Free T-shirts were distributed in the middle of Putt-Delaney Courtyard prior to the march around campus that began at 8 p.m. and ended with a speak-out, during which sexual assault survivors were given an opportunity to openly talk about their experiences in a safe, public forum in the Hadley Union Building Ohio Room.

The event started in the quad between Ruddock Hall, Delaney Hall, Putt Hall and Suites on Maple East, with crowds gathering as early as 7 p.m. to enjoy giveaways and other engagement opportunities.

At 8 p.m., multiple speakers thanked everyone for attending and led chants as they marched by Wallwork Hall, through the Oak Grove and around Northern Suites before ending at the HUB.

The HUB served as the end of the march but not the end of the event. 

The open-mic-style speak-out session for survivors, supporters and anyone in attendance offered people to share their thoughts or experiences with sexual assault in order to show unity among those who shared those experiences and act as a therapeutic period of discussion.

During the speak-out, more than a dozen victims shared their stories and offered words of encouragement for others in the room to do the same if they felt so inclined.

Because the subject matter was sensitive, organizers had therapy dogs available to help anyone who was upset or uncomfortable by what was said and pipe cleaners for people who felt that fidgeting with something could help their anxiety during the event.

Throughout the speak-out, different people and organizations offered emotional support and information to anyone who needed or wanted it. 

This included the Alice Paul House and student representatives from ROTC.

A few moments went by before the first person came to the podium to speak, and that first survivor said she was “really nervous.”

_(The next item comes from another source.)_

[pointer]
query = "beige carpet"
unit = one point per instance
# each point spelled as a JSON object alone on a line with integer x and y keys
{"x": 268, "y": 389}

“We’re here,” an audience member responded to encourage her. “You can do this.”

While the event was emotional, survivors and organizers could not stress enough how happy they were that events like that exist and that people were advocating for and listening to them.

Nearly every person reiterated that it was through their support systems – new and old – that they were and are able to recover from what has happened to them.